Longshoremen refuse to unload Wal-Mart cargo from Bangladesh

Teamster Nation
December 21, 2012

Well, they refused for about two hours in Charleston, S.C., today. The ship carried Wal-Mart-bound cargo from the Bangladesh factory that burned last month, killing 112 workers.

The Post and Courier reports,

Longshoremen refused to unload a ship on Thursday morning for more than an hour in a show of solidarity with workers in Bangladesh who labor in dangerous sweatshops for pennies an hour, a spokesman said. 
“It’s the cargo on the ship. We’ve got a concern about workers around the world,” said Leonard Riley of International Longshoreman’s Association 1422.

After the protest, the dock workers said they would return to their jobs and unload the Carolina Maersk...
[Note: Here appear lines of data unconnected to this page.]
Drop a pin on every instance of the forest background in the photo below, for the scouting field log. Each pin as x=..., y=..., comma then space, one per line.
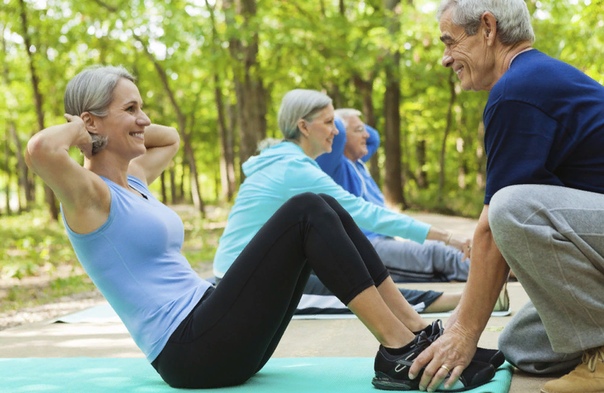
x=217, y=69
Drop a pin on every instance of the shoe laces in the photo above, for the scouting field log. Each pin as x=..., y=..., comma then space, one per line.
x=592, y=356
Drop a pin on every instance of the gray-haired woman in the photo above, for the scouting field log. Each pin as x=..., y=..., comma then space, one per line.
x=130, y=245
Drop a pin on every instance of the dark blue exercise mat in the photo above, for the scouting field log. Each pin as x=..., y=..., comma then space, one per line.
x=135, y=375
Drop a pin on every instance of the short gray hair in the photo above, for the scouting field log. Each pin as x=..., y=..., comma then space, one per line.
x=299, y=104
x=346, y=113
x=513, y=18
x=92, y=91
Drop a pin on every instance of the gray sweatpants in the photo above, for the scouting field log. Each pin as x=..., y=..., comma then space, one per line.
x=553, y=239
x=408, y=261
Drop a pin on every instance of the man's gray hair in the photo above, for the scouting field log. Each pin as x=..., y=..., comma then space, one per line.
x=513, y=18
x=299, y=104
x=346, y=113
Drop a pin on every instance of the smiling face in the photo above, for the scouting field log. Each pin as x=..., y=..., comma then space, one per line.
x=356, y=138
x=318, y=133
x=471, y=57
x=125, y=122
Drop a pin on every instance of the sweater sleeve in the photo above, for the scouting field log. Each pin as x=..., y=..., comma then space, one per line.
x=310, y=178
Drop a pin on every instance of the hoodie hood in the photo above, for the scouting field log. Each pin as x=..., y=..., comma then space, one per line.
x=281, y=152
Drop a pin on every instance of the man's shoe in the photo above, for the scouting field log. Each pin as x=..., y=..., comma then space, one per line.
x=392, y=372
x=587, y=377
x=491, y=356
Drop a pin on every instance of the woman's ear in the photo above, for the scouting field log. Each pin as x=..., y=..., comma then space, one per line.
x=89, y=121
x=489, y=24
x=302, y=127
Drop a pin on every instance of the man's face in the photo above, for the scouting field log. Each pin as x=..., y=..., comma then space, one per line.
x=356, y=139
x=469, y=56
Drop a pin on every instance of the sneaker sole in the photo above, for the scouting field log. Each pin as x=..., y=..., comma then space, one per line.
x=384, y=382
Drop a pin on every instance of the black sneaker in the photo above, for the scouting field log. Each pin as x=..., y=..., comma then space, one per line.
x=392, y=372
x=491, y=356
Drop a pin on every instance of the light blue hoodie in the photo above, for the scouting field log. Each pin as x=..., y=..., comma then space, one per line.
x=281, y=172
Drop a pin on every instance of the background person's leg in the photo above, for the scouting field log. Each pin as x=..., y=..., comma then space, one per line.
x=408, y=261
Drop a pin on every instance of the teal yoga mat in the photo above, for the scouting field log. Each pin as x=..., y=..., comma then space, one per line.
x=135, y=375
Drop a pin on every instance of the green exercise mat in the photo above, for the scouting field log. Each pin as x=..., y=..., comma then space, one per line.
x=135, y=375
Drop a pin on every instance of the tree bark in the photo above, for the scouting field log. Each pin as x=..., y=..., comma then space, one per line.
x=51, y=201
x=227, y=155
x=393, y=180
x=249, y=85
x=448, y=127
x=182, y=128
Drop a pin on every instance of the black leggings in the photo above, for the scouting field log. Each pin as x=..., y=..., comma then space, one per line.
x=234, y=330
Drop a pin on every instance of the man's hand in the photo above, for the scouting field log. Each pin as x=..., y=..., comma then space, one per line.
x=451, y=352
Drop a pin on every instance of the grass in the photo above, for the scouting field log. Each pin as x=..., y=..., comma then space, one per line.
x=39, y=265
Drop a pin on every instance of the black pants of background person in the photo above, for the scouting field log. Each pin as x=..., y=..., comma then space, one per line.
x=234, y=330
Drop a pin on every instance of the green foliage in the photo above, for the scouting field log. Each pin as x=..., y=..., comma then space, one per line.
x=32, y=243
x=36, y=246
x=324, y=45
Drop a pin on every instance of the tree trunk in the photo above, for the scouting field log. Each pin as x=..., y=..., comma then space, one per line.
x=448, y=127
x=227, y=156
x=249, y=86
x=182, y=127
x=393, y=180
x=51, y=201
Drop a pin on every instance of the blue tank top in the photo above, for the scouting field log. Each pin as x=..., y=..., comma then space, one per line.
x=135, y=261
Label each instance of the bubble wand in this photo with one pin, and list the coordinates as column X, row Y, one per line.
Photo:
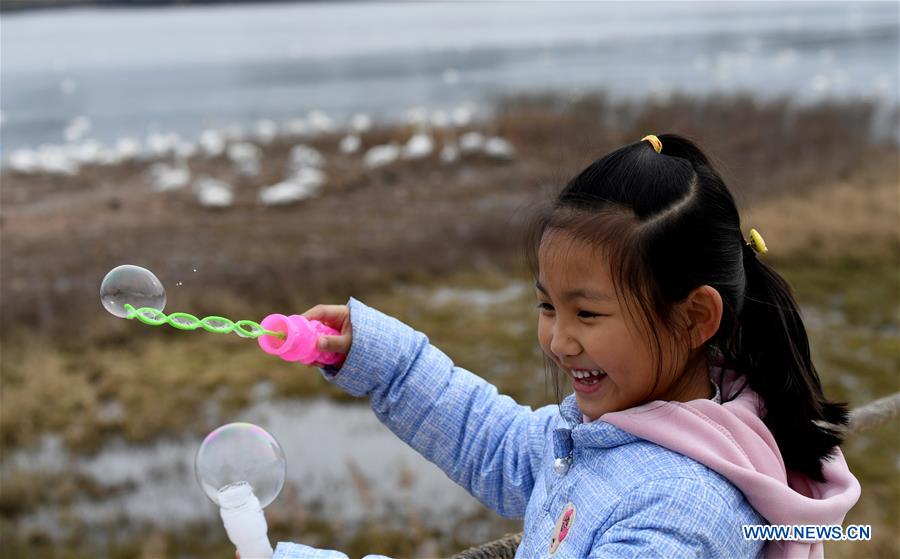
column 292, row 338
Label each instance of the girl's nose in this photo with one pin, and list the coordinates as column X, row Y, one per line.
column 564, row 346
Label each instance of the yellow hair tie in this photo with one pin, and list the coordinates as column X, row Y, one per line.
column 654, row 141
column 757, row 243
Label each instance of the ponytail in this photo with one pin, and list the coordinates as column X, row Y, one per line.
column 772, row 350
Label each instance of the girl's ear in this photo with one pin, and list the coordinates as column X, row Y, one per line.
column 702, row 313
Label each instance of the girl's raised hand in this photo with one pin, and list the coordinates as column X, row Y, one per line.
column 338, row 317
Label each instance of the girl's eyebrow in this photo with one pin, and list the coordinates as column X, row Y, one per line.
column 577, row 293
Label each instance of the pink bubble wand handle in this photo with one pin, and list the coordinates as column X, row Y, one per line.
column 300, row 342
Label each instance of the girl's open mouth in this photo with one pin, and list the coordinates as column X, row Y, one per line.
column 587, row 381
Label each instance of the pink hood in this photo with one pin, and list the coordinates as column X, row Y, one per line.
column 732, row 440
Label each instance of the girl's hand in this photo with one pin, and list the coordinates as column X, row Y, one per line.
column 338, row 317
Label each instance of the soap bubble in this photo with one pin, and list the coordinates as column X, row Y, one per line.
column 241, row 453
column 133, row 285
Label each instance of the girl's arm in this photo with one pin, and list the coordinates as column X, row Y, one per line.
column 484, row 441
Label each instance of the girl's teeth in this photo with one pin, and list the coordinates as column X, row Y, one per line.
column 586, row 374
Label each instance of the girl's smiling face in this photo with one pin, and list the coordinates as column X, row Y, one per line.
column 583, row 326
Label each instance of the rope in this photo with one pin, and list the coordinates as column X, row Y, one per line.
column 862, row 419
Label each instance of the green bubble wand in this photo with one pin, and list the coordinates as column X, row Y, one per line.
column 292, row 338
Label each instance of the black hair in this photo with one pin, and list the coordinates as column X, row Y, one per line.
column 667, row 224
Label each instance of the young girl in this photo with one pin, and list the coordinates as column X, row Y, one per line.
column 696, row 407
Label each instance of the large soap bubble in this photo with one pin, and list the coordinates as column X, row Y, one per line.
column 240, row 454
column 133, row 285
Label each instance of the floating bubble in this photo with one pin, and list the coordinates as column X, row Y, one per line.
column 239, row 453
column 133, row 285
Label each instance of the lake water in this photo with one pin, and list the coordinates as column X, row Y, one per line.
column 133, row 72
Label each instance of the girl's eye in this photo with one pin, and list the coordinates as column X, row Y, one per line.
column 548, row 307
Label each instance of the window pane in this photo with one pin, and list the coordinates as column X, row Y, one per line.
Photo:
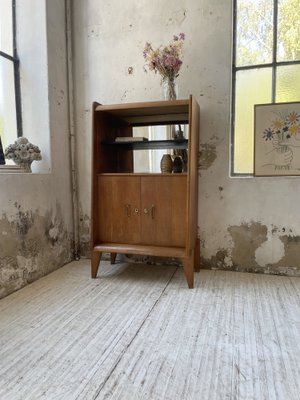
column 254, row 37
column 288, row 83
column 6, row 28
column 252, row 87
column 8, row 126
column 288, row 48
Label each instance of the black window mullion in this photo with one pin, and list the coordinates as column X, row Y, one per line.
column 17, row 74
column 275, row 25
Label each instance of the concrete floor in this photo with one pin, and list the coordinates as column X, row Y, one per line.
column 137, row 332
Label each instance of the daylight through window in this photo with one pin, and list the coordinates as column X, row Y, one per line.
column 266, row 67
column 10, row 102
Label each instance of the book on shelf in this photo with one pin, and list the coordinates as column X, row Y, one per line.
column 130, row 139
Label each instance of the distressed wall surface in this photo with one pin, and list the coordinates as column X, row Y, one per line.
column 36, row 228
column 247, row 224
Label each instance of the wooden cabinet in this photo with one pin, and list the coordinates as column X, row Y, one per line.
column 144, row 213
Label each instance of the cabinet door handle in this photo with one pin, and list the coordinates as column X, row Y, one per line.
column 152, row 211
column 128, row 210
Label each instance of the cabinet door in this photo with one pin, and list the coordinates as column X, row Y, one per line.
column 163, row 210
column 119, row 209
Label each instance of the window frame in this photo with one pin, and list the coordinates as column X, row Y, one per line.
column 273, row 65
column 16, row 64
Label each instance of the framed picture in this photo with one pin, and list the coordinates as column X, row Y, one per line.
column 277, row 139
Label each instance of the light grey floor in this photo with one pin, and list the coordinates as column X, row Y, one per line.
column 137, row 332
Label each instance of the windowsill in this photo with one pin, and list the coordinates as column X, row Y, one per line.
column 11, row 169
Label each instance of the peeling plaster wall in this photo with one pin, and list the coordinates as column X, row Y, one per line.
column 246, row 224
column 36, row 229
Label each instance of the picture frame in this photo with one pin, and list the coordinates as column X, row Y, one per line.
column 277, row 139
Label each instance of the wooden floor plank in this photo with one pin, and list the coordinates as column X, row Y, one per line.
column 137, row 332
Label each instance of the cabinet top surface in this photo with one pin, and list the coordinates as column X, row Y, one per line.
column 144, row 111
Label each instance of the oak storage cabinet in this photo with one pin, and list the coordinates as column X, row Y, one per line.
column 144, row 213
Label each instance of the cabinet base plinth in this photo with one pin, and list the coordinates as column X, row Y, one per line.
column 160, row 251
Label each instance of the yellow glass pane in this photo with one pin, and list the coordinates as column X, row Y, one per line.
column 288, row 83
column 252, row 87
column 254, row 38
column 288, row 34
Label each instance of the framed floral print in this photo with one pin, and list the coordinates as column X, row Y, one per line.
column 277, row 139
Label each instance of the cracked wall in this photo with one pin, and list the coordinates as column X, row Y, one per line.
column 31, row 246
column 36, row 225
column 241, row 219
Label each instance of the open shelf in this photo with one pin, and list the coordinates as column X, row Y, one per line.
column 150, row 144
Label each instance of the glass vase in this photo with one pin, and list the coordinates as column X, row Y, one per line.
column 170, row 88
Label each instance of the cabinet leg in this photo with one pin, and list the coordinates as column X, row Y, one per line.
column 188, row 267
column 197, row 256
column 95, row 261
column 113, row 257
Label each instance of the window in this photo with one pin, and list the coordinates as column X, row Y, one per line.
column 266, row 67
column 10, row 101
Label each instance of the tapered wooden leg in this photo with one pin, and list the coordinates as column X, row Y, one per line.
column 113, row 257
column 188, row 267
column 95, row 261
column 197, row 256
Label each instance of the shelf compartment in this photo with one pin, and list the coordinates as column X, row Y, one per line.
column 150, row 144
column 149, row 113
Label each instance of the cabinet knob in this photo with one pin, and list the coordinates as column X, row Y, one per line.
column 128, row 210
column 152, row 211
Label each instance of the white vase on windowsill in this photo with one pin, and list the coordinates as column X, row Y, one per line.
column 23, row 153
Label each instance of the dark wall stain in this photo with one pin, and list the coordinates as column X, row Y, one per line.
column 247, row 238
column 291, row 258
column 207, row 155
column 31, row 245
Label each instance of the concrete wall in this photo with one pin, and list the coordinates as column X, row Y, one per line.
column 245, row 224
column 36, row 228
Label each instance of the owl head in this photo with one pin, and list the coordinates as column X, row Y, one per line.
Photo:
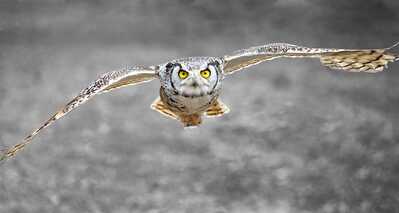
column 192, row 77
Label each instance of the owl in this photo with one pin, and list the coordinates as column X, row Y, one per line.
column 190, row 87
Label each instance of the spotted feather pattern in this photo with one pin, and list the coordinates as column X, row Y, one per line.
column 105, row 83
column 354, row 60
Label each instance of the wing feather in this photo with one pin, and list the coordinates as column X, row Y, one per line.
column 353, row 60
column 105, row 83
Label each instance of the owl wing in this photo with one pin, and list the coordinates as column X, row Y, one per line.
column 351, row 60
column 105, row 83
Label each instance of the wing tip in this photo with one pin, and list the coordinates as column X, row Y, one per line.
column 393, row 46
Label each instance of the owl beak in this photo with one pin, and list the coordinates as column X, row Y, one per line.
column 194, row 83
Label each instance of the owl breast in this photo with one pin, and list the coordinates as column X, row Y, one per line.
column 188, row 105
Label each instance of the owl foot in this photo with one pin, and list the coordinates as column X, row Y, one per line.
column 160, row 107
column 191, row 120
column 217, row 109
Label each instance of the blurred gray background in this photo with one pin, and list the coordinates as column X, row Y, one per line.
column 299, row 137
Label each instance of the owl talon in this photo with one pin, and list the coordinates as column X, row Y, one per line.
column 191, row 120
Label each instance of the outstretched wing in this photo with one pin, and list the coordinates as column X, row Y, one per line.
column 107, row 82
column 352, row 60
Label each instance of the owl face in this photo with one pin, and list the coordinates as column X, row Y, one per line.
column 192, row 77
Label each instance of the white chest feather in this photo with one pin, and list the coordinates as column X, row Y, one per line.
column 195, row 104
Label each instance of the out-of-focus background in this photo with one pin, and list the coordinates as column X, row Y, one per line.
column 299, row 137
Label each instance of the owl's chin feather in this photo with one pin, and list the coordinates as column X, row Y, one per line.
column 193, row 91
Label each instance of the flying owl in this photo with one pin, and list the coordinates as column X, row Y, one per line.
column 190, row 87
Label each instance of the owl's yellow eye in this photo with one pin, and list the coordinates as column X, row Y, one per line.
column 205, row 74
column 183, row 74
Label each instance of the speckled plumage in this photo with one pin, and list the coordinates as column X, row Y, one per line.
column 196, row 95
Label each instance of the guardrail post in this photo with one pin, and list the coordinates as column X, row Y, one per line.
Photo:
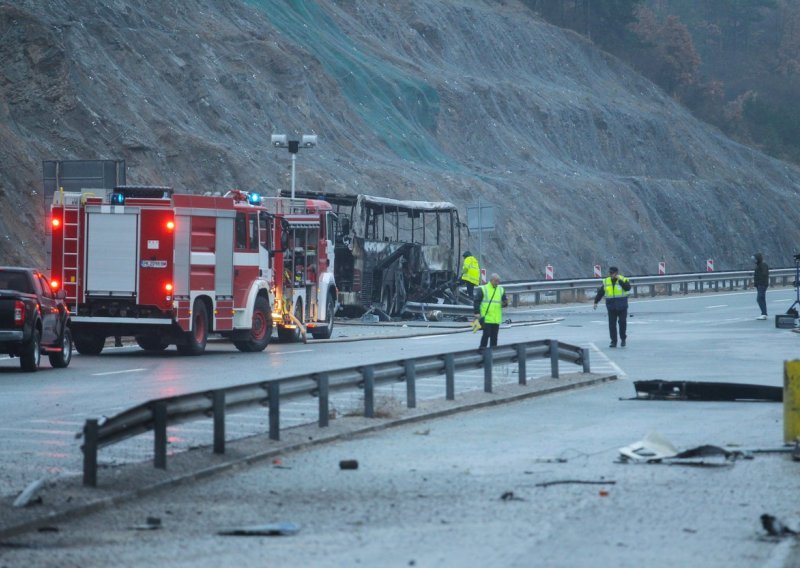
column 90, row 433
column 218, row 408
column 324, row 392
column 522, row 362
column 160, row 434
column 274, row 396
column 368, row 373
column 585, row 359
column 449, row 376
column 553, row 358
column 411, row 384
column 487, row 370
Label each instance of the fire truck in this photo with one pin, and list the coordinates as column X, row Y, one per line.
column 171, row 268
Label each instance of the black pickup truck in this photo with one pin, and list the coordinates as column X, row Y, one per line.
column 33, row 319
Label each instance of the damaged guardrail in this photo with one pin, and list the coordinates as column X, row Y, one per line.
column 158, row 414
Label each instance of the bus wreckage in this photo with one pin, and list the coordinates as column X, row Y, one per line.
column 391, row 252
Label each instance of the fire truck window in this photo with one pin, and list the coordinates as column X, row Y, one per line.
column 253, row 223
column 241, row 231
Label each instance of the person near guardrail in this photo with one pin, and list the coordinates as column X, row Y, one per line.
column 761, row 282
column 615, row 288
column 489, row 301
column 470, row 273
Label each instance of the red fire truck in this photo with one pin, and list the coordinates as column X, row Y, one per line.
column 171, row 268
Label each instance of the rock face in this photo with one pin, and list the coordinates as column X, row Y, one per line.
column 585, row 161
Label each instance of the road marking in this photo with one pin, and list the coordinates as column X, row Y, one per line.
column 117, row 372
column 614, row 366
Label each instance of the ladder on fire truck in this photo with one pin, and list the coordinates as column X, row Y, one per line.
column 71, row 226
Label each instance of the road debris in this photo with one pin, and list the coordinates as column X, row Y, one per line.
column 706, row 391
column 269, row 529
column 654, row 448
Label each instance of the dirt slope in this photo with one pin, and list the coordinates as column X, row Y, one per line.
column 586, row 161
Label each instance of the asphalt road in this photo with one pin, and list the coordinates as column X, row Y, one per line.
column 430, row 495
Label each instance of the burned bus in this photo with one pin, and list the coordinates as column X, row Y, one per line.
column 389, row 251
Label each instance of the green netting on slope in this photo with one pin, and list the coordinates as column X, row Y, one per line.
column 400, row 108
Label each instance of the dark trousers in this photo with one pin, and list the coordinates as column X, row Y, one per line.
column 761, row 298
column 489, row 334
column 617, row 315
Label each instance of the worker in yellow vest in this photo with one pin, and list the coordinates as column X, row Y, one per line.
column 615, row 288
column 490, row 299
column 470, row 273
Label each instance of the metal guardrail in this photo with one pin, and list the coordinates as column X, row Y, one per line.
column 158, row 414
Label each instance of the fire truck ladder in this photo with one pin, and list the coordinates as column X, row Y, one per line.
column 69, row 253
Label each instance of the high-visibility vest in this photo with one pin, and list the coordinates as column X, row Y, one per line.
column 613, row 289
column 471, row 271
column 491, row 304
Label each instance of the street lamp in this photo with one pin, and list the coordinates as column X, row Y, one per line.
column 282, row 141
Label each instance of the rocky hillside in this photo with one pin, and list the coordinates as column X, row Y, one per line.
column 586, row 161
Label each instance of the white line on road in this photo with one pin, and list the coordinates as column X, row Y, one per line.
column 117, row 372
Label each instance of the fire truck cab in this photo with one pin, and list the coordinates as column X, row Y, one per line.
column 164, row 268
column 303, row 267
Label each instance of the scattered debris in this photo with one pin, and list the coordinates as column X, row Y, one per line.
column 654, row 448
column 151, row 524
column 577, row 481
column 706, row 391
column 775, row 527
column 28, row 495
column 509, row 496
column 269, row 529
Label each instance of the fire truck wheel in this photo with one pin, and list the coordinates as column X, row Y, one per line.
column 150, row 343
column 61, row 359
column 89, row 344
column 261, row 331
column 196, row 338
column 330, row 307
column 31, row 353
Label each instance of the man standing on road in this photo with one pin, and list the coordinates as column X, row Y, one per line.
column 470, row 273
column 615, row 288
column 490, row 299
column 761, row 282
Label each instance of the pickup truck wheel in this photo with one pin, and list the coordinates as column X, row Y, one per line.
column 31, row 354
column 89, row 344
column 330, row 307
column 261, row 330
column 150, row 343
column 61, row 359
column 197, row 338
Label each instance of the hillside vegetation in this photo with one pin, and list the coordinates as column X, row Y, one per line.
column 585, row 160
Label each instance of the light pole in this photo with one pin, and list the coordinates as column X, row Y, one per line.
column 282, row 141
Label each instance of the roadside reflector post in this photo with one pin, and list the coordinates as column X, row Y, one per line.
column 324, row 411
column 368, row 373
column 411, row 384
column 553, row 358
column 160, row 435
column 522, row 357
column 449, row 377
column 274, row 396
column 218, row 410
column 90, row 433
column 487, row 370
column 791, row 401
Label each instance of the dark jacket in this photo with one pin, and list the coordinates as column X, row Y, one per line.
column 761, row 273
column 620, row 303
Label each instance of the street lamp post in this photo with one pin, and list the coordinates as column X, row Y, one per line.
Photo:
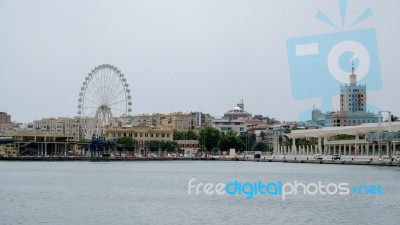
column 380, row 130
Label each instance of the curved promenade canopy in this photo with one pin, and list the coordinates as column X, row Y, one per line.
column 350, row 130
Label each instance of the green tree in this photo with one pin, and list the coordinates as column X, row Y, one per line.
column 248, row 140
column 229, row 140
column 191, row 135
column 210, row 136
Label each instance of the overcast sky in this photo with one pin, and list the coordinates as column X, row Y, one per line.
column 177, row 55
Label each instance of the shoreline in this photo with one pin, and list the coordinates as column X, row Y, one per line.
column 274, row 160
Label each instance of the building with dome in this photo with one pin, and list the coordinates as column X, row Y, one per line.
column 238, row 120
column 237, row 112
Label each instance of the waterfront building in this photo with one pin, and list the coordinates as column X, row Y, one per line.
column 42, row 144
column 143, row 135
column 353, row 108
column 189, row 147
column 178, row 120
column 6, row 125
column 71, row 127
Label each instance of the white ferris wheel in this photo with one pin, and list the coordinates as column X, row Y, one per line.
column 104, row 95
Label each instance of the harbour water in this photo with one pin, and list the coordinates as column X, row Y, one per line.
column 156, row 192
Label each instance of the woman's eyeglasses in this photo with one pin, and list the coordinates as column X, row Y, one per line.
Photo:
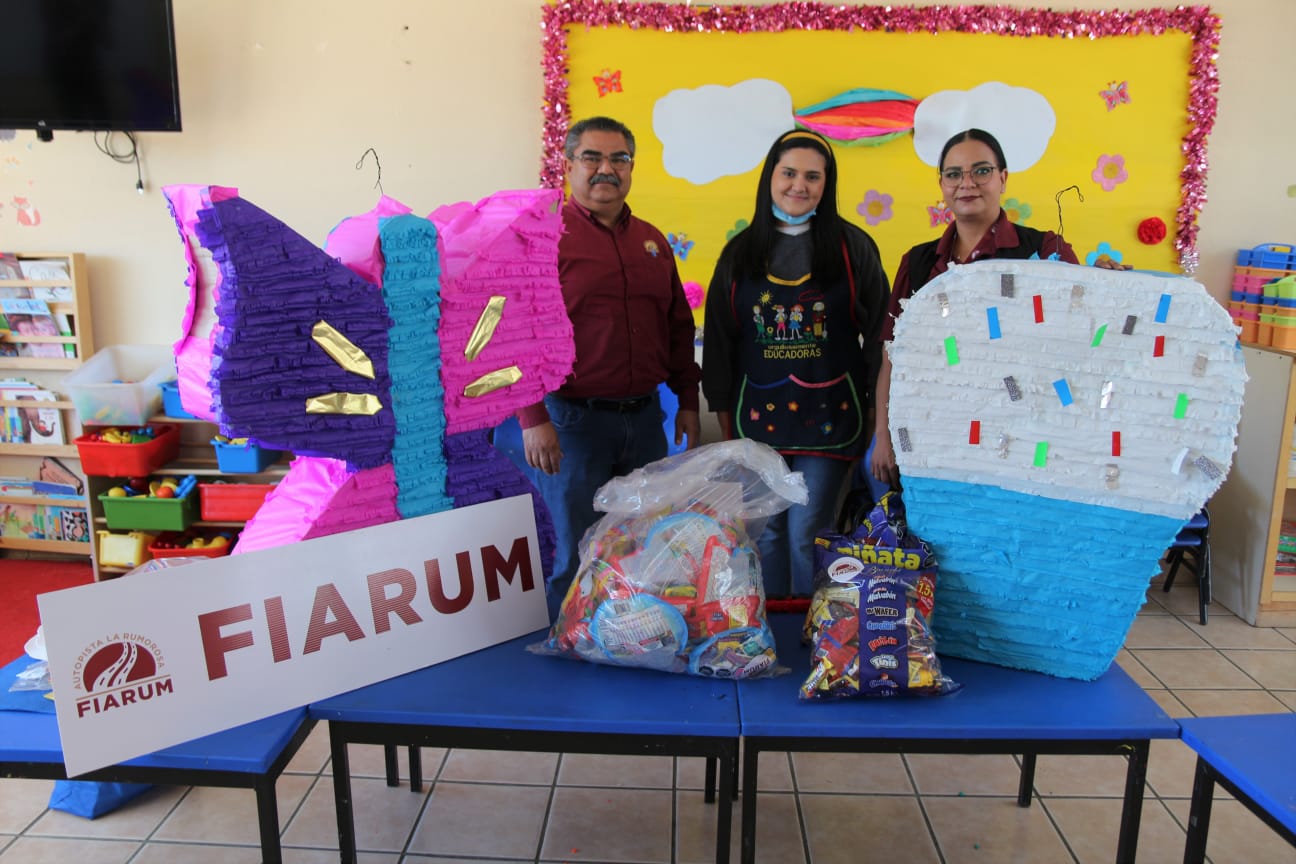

The Examiner goes into a little more detail, reporting members of the group demonstrating against Wal-Mart included the South Carolina Workers' Rights Coalition, Petigru Free Speech Defense, Corporate Action Network and Occupy Charleston. The Examiner also reports:

The Tazreen Fashions factory in Bangladesh’s capital city of Dhaka, which makes many clothing items sold by the discount department store, caught fire on Nov. 24...
Upgrades in factory safety and fire prevention were requested last year, but a Wal-Mart representative blocked the proposal, say two Bangladeshi officials. 
Not only is this shipment of its products an insult to the workers who died in that fire, says the protest organizer, but it furthers damage to the American economy and employment, too. 
While Wal-Mart is the nation’s largest employer and clears over $15 billion in annual net profit, 80 percent of its workers qualify for food stamps due to low pay. 
The annual cost of government benefits to these workers, who are paid an average of only $8.81 an hour, comes to $2.66 billion, according to Good Jobs First. 
Wal-Mart’s use of foreign-made products is responsible for the loss of 196,000 American jobs, says the Economic Policy Institute, and the corporation is also responsible for 11 percent of the total trade deficit with China.

Misclassified port truck drivers are also a casualty of Wal-Mart's relentless drive to lower costs along the supply chain. The Teamsters have long sought to improve wages and working conditions for port drivers.